After all, shaping children into successful adults is definitely a shared responsibility. David Cosby, pastor for First Baptist New Orleans, writing a few years back for the Times-Picayune, in an opinion piece titled, “A Mother’s Influence Is the Strongest in Our Lives,” said it beautifully: “Teachers and parents conspired together to make me a better person despite myself.” He further remarked on the parent-teacher partnership by saying, “This collaboration between classroom and living room is only possible if parents own their role as the child's chief educator.”
The NEA and the national PTA offer that one way for parents to express their own or their child’s appreciation is by participating in their #ThankaTeacher campaign. During the entire Teacher Appreciation Week (May 7-13) they suggest shout-outs to favorite teachers via social media with “A picture of yourself with your favorite teacher, past or present; a picture of your child with his or her teacher; a picture of yourself holding a piece of paper with a simple message saying Thank You to a teacher and why you’re thanking him or her.”
Early grade-school teachers traditionally have their students make sweet, cool gifts for Mother’s Day that moms can treasure; moms can also use some of the same ideas to recognize teachers on their special day/week with original and inexpensive gifts. (Plus, you can drop some hints around home--even in the ear of your significant other--about how the people who love you most can celebrate Mother’s Day! It’s a win-win investment of time and money.) Start, for example, with the following great ideas from “28 Simple Mother’s Day Crafts and Gift Ideas” from Teach Junkie:
“Top 10 Reasons I Love My Mom" – It’s like a great big hug with every turn of the page. Along with the basic “list,” it could include poems, stories, illustrations, and cover art! (Think how easily this could be translated into “Top 10 Reasons My Teacher Is the Best!”)
Cookbook – Teach Junkie suggests combining the favorite recipes of moms in the class with student versions of their favorites to make a one-of-a-kind cookbook for moms. (In turn, YOU can be the gatherer, compiling your child’s classmates’ moms’ fave recipes and giving them to their teacher.)
Tile Trivets – The “teacher doing for moms” version urges asking for a donation from a local big-box hardware store for plain white glossy tiles. Teach Junkie says, “Use markers to create a unique design that shouts “Mother’s Day” and can be used as a trivet, a paper weight or even a garden stone.” (Yep, you guessed it. Change the message to something along the lines of “Best Teacher Ever!” For a little more money, you can also go to one of those “pottery painting” franchises that provide materials, including paint and glaze, and also fire the pieces to help make them long-lasting.
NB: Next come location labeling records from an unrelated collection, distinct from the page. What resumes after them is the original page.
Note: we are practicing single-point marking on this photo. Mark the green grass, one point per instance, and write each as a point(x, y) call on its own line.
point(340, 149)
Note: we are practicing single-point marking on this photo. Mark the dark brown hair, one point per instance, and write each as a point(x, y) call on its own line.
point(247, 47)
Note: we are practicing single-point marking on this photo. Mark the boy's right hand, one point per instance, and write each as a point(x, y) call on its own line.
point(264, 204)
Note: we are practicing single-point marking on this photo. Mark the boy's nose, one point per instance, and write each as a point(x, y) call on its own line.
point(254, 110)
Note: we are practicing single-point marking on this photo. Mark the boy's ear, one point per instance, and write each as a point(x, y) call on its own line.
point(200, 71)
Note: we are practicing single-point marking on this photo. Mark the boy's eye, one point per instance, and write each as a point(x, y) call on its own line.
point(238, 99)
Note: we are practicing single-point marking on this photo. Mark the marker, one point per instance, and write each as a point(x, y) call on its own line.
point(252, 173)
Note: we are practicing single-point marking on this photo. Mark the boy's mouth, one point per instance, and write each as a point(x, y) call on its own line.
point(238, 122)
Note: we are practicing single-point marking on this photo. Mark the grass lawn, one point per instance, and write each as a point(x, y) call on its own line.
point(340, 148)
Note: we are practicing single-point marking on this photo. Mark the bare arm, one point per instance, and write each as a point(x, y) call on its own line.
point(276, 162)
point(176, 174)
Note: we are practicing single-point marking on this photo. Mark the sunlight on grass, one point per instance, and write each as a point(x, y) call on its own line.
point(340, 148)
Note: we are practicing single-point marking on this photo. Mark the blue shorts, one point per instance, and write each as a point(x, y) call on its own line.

For other ways to help teachers and students any time of year, check out the Donors Choose.org page titled “Support a classroom. Build a future.” Many teachers nationwide are being asked to do more with less. A tall order for an already big job. As former Oklahoma Governor Brad Henry, nicknamed “the education governor” once said, “A good teacher can inspire hope, ignite the imagination, and instill a love of learning.” Recognizing their efforts on National Teacher’s Day, as well as all through the year, can help keep them stay motivated and moving through the challenges they face, with they graciousness they so often demonstrate, including getting kids to remember Mother’s Day!